Frapper toujours plus fort, tel est le leitmotiv du trio US experiment(rib)al sur ce deuxième album. Avec, la volonté de nous en faire voir de toutes les couleurs. Imbattable.


Par où commencer ? Voici probablement la première question que se posa Battles au moment de s’atteler à la suite de Mirrored, disque consacré par sa cohorte de laudateurs comme l’un des plus innovants de la décennie passée. Tâche en effet on ne peut plus ardue que de réinventer sa musique à chaque nouvel album, surtout lorsqu’on a pour mot d’ordre créatif d’être constamment en mouvement. Ajoutez sur le compte de Battles la défection du multi-instrumentiste et champion du vocoder, Tyondai Braxton, parti se consacrer à d’autres pièces montées gargantuesques en solo. Certains considéraient ce départ fatal dans l’alchimie si particulière du quatuor. Sauf que Gloss Drop, vient magistralement contredire les pronostics. Certains ont un peu trop vite oublié que celui qui tire les ficelles, ou plutôt les baguettes – en la personne du phénoménal batteur John Stanier – est ici le véritable stratège. John Stanier qui, rappelons-le, dans une autre vie assimila la science (ou l’art) métronomique du contretemps fulgurant au sein du groupe Helmet, pilier de la scène heavy/hardcore américaine. Sa batterie, pièce maîtresse du puzzle, est incontestablement le nerf de guerre de Battles.

A la vérité, si Tyondai Braxton n’avait déserté en plein enregistrement de ce second album, à l’heure qu’il est le groupe serait certainement encore cloitré en studio à la recherche d’on ne sait quelle équation rythmique aliénante, à l’instar du mathématicien obsédé dans Pi d’Aronofsky. L’album solo Central Market (2009) démontrait l’autisme dans lequel Braxton s’enfonçait inexorablement, perdu dans des calculs algébriques symphoniques qui n’intéressent que les cérébraux.

C’est ici tout le contraire. John « Power » Stanier et ses précieux alliés multifonctions Ian Williams et Dave Konopka, envisagent leur musique d’une manière plus kafkaïenne que galiléenne. Kafkaïenne, car dotée de sentiments hybrides, avec pour parabole son Gorille à l’intelligence supérieure, qui aurait appris à maîtriser la science des hommes et leurs machines les plus sophistiquées pour les retourner à son avantage. Une lutte intestine entre la machine Hi-Tech implacable et l’instinct primitif. La robotique futuriste de Mirrored, aussi technique et passionnante qu’elle soit, ne devait pas prendre le pouvoir.

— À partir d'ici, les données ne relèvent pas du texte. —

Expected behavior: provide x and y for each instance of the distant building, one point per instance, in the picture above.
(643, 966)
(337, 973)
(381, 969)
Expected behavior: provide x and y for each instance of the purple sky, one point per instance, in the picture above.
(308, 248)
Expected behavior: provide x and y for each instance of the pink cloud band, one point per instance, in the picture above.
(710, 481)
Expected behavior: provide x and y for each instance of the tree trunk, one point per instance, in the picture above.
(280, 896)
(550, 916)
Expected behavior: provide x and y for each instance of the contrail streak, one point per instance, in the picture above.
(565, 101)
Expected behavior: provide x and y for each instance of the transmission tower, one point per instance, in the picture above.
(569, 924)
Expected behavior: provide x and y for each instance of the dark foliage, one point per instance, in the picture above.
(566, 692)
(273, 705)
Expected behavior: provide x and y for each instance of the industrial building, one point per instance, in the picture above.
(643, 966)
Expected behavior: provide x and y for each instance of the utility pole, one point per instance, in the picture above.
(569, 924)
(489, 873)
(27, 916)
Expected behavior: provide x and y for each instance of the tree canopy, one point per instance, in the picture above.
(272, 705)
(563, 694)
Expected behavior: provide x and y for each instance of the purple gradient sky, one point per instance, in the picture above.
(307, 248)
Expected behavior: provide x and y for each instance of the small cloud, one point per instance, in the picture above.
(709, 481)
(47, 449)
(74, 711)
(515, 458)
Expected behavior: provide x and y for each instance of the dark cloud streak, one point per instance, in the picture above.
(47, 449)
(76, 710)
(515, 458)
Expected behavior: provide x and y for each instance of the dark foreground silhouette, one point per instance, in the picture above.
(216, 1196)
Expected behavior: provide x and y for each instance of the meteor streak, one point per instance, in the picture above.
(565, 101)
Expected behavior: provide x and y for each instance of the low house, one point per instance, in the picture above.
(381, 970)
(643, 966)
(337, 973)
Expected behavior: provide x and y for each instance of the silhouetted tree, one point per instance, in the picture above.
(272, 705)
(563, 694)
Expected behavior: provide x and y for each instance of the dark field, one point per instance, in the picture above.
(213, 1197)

Il fallait donc aller ailleurs, vers une énergie dite organique, euphorisante même. La patte crémeuse rose donne la couleur de l’album : une matière moins froide que Mirrored mais tout aussi intrigante. Gloss Drop renverse la vapeur en évitant les progressions ultra découpées qui pouvaient grimper jusqu’à 10 minutes, pour désormais opter vers un angle d’attaque plus resserré et percutant, voire fracassant. De idées polyrythmiques inédites s’emboîtent, et cette nouvelle impulsion alerte – en état de siège permanent – captive, nous prend agréablement de court. L’introductif « Africastle » et le single débridé « Ice Cream » mettent sauvagement en application ces nouvelles données.

Amputé aujourd’hui de son unique chanteur, il est évident que Battles mérite de plus en plus le titre de groupe à géométrie variable, où les chanteurs sont désormais interchangeables. Creusant cette ligne directrice, les voix (au nombre de quatre ici) sont elles-mêmes instrumentalisées, sujettes aux expérimentations les plus tordues. C’est le cas par exemple du légendaire japonais Yamantaka Eye (Boredoms) sur la transe amazonienne « Sundome », spectaculaire tour de force du haut de près de huit minutes et pièce la plus longue de l’album. Autre acte d’insurrection, le titanesque « My Machines » avec la collaboration jubilatoire au chant du résistant fêlé de la new wave Gary Numan, assaillie de toutes parts par les futs de John Stanier. Et qu’il est agréable d’entendre Kazu Makino, un peu perdue ces derniers temps chez Blonde Redhead, employée à bon escient sur « Sweetie & Shag ».

Certes, Gloss Drop reste un disque complexe, mais son groove fascinant nous guide encore une fois. A l’écoute de cette bête réputée insaisissable, il suffit pourtant de se fondre dans le flux de données incessantes de « Wall Street », époustouflante prouesse rythmique, pour être emporté de plus belle. Enfin, inutile de préciser que la production est d’une précision chirurgicale. Quoi de plus normal en temps de guerre, toujours prévoir un coup d’avance sur l’ennemi.